Pour les agriculteurs, le problème ne se résume d’ailleurs pas à la quantité d’eau disponible. La chaleur peut perturber la floraison, la fécondation, le développement des fruits et leur grossissement. Elle peut aussi accélérer certaines maturités et raccourcir les fenêtres de récolte. Une culture peut donc produire, mais avec davantage de fruits trop petits, trop mûrs, brûlés par le soleil ou difficiles à conserver. Ce qui ne finit pas dans une cagette de supermarché représente malgré tout du travail, de l’eau, de l’énergie et des charges pour l’exploitation.
Et les charges, elles aussi, ont pris un peu de chaleur. Les prix d’achat des moyens de production agricole progressaient encore de 6,2 % sur un an en juillet 2026. L’irrigation, le carburant, l’électricité, les équipements, la protection des cultures, le conditionnement ou encore la main-d’œuvre viennent donc s’ajouter à une équation déjà compliquée.
La bonne nouvelle, c’est que l’agriculture n’attend pas simplement que le ciel retrouve le sens de l’humour. Les exploitations disposent aujourd’hui de technologies capables de mieux piloter l’eau : sondes d’humidité du sol, stations météo connectées, modèles d’évapotranspiration, systèmes d’irrigation localisée, images satellitaires et outils d’aide à la décision. L’objectif est simple : apporter à la plante ce dont elle a réellement besoin, au bon endroit et au bon moment, plutôt que d’arroser « au calendrier ».
Le sol joue lui aussi un rôle majeur. Une parcelle qui conserve mieux son humidité grâce à sa structure, à sa teneur en matière organique, au paillage ou à une couverture végétale ne réagit pas de la même façon qu’un sol nu soumis plusieurs semaines à un soleil de plomb. Dans les années qui viennent, la bataille contre la sécheresse se jouera donc autant sous nos pieds que dans les réserves d’eau.
Et puis il faudra peut-être accepter une autre évolution : notre assiette pourrait devoir devenir un peu plus flexible. Si une culture devient plus difficile dans une région, d’autres variétés ou d’autres productions peuvent prendre le relais. Les calendriers peuvent évoluer. Les variétés peuvent changer. Les circuits d’approvisionnement peuvent se diversifier.
Cela ne signifie pas que vous devrez bientôt contracter un crédit immobilier pour acheter trois tomates et un melon. Mais les années de météo extrême pourraient rendre certains prix beaucoup plus volatils. Une semaine de forte chaleur au mauvais moment peut avoir davantage de conséquences économiques qu’un été simplement chaud mais bien arrosé.

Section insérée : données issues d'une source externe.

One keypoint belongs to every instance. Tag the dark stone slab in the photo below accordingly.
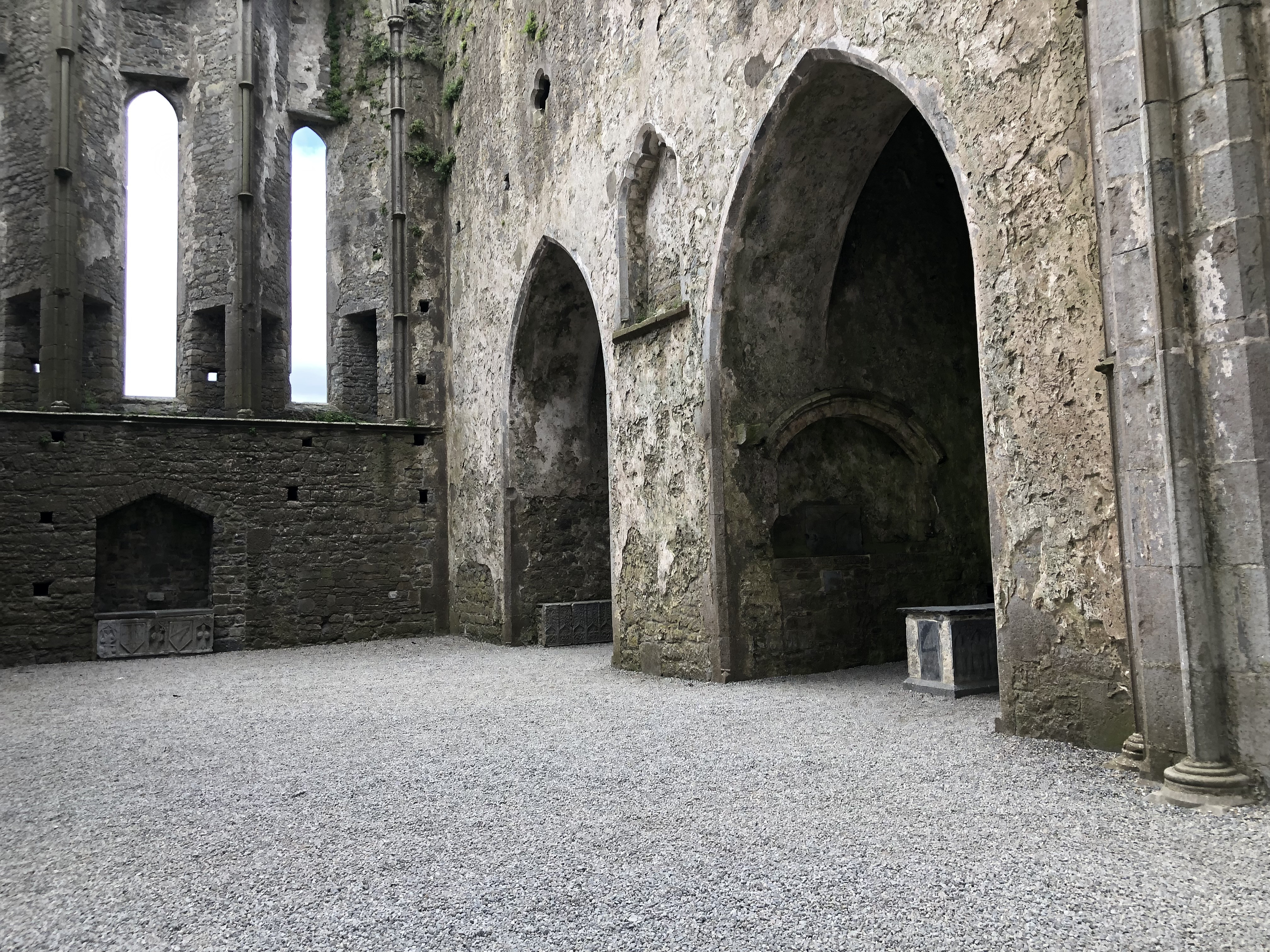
(576, 622)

La grande question est donc moins « combien coûtera la tomate ? » que « combien coûtera la production d’une tomate dans un climat où l’eau devient plus difficile à gérer ? ». Cette nuance est importante, car elle place le débat au-delà du simple prix affiché en rayon.
Le consommateur risque ainsi de devenir, sans l’avoir demandé, un observateur attentif du climat. Vous regarderez peut-être davantage l’origine, la saison, les variétés disponibles et les prix. Les producteurs, eux, devront continuer à jongler avec la météo, l’eau, les maladies, les ravageurs, les coûts et les exigences du marché.

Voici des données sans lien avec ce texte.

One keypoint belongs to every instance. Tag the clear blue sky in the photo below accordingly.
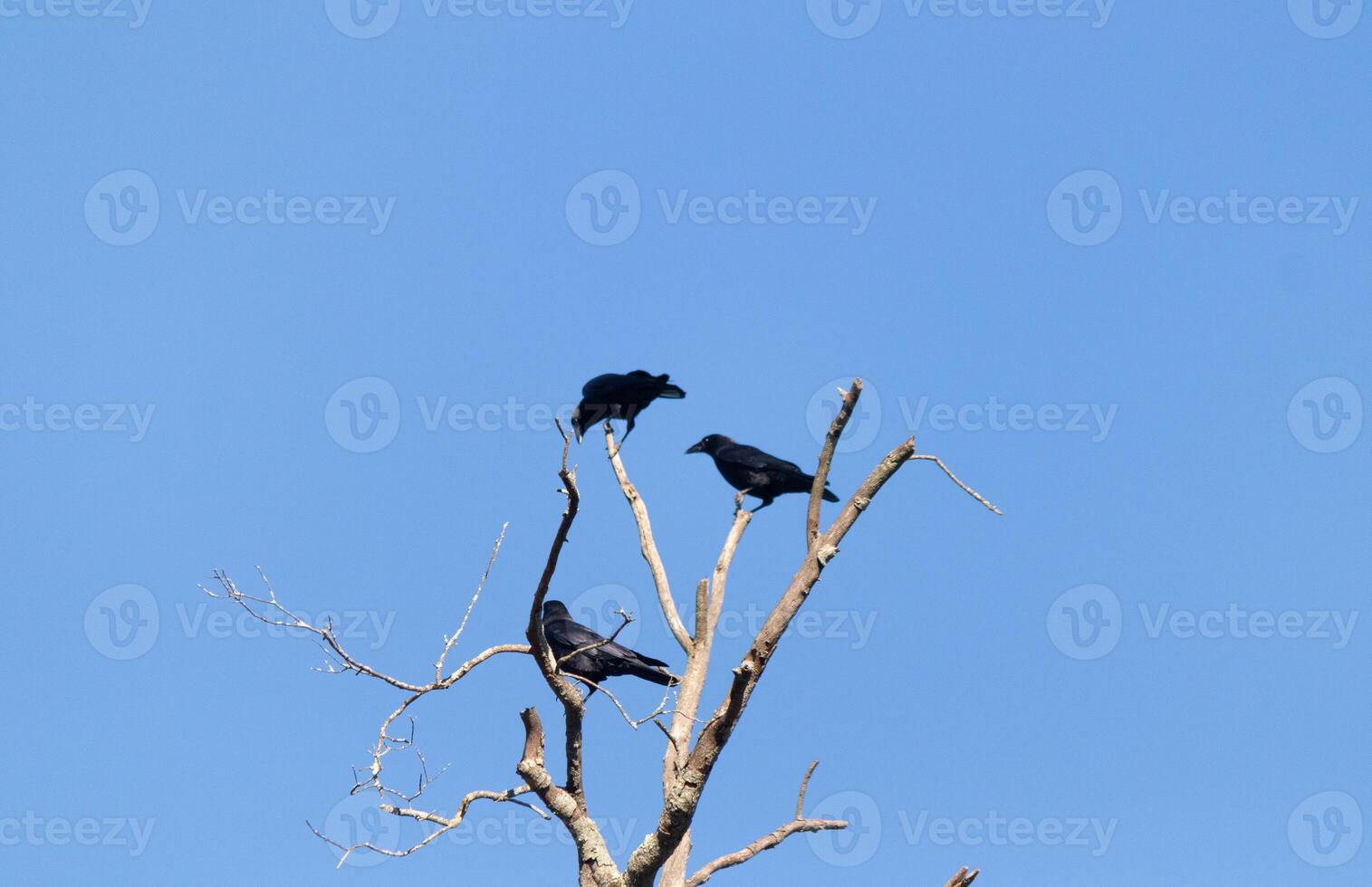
(783, 194)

Après tout, il existe une certaine justice poétique dans cette histoire : pendant des décennies, nous avons regardé la météo pour savoir s’il fallait sortir le barbecue ou le parapluie. Demain, il faudra peut-être aussi la regarder pour savoir si les tomates seront abordables.
Et lorsque votre ticket de caisse vous semblera particulièrement salé, rappelez-vous qu’il ne sera pas forcément question d’une tomate devenue prétentieuse. Il y aura derrière elle un sol sec, une irrigation parfois coûteuse, une récolte à protéger, des rendements sous pression et un climat qui change progressivement les règles du jeu.
Cet été, le soleil n’a donc pas seulement fait mûrir les fruits : il a aussi commencé à mûrir une autre réalité. Produire notre alimentation dans un climat plus chaud et plus sec aura un prix. Et cette fois, le thermomètre pourrait bien avoir laissé son empreinte directement sur l’addition.